The term radiation dose is used to quantify the radiation exposure of people .

The absorbed dose D ( SI unit of measurement Gy ) is the specific amount of energy that is absorbed by a certain amount of matter through absorption of the radiation . If an organ with a mass m T (SI unit kg ) absorbs a certain energy E (SI unit J ), the quotient is called the organ energy dose D T, R :

In order to express the effect of radiation on the human body, it is not sufficient to state the absorbed dose, since the different types of radiation have different biological effects with the same amount of energy in the body tissue. The biological effects are taken into account using radiation weighting factors. The product of the organ energy dose and the weighting factor is called the organ equivalent dose (formerly organ dose). The SI unit of measurement is the Sv . It should be noted that the weighting factors (e.g. for exposure to neutron radiation ) are not undisputed.

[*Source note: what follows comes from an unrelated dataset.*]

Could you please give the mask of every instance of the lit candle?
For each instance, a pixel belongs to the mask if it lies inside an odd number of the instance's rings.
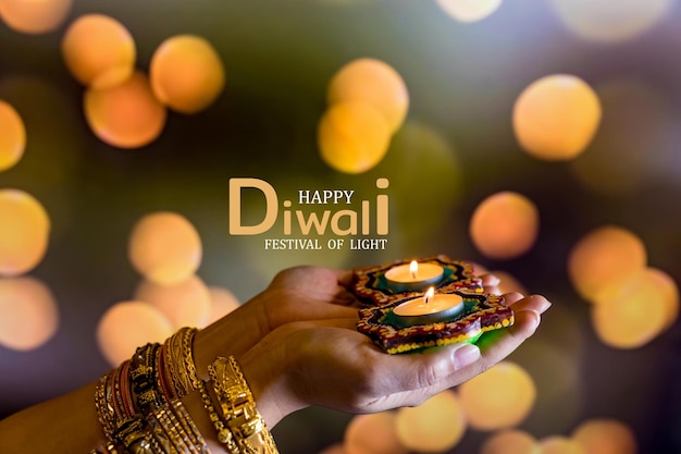
[[[398,265],[385,272],[385,279],[397,292],[424,290],[439,282],[445,269],[437,263],[419,263],[411,260],[409,265]]]
[[[393,309],[393,314],[405,324],[428,324],[453,320],[465,310],[466,304],[461,296],[454,293],[435,294],[435,289],[430,287],[425,296],[400,304]]]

As a third step in this system, the different radiation sensitivity of organs and tissues must be taken into account. For example, human skin is less sensitive to radiation exposure than various internal organs. Therefore, the concept of the effective dose is introduced , in which organ- or tissue-specific factors take into account their sensitivities. The effective dose is the sum of the weighted organ equivalent doses of all individual organs and a measure of the risk caused by the radiation. The indication of a radiation dose without a precise description mostly refers to the effective dose. The occurrence of stochastic radiation damage is quantified with the effective dose .

Put simply, the effective dose is calculated from the absorbed dose absorbed by the body by weighting the biological hazard of the type of radiation and the sensitivity of the irradiated organs . This value can be used to estimate the consequences of radiation exposure.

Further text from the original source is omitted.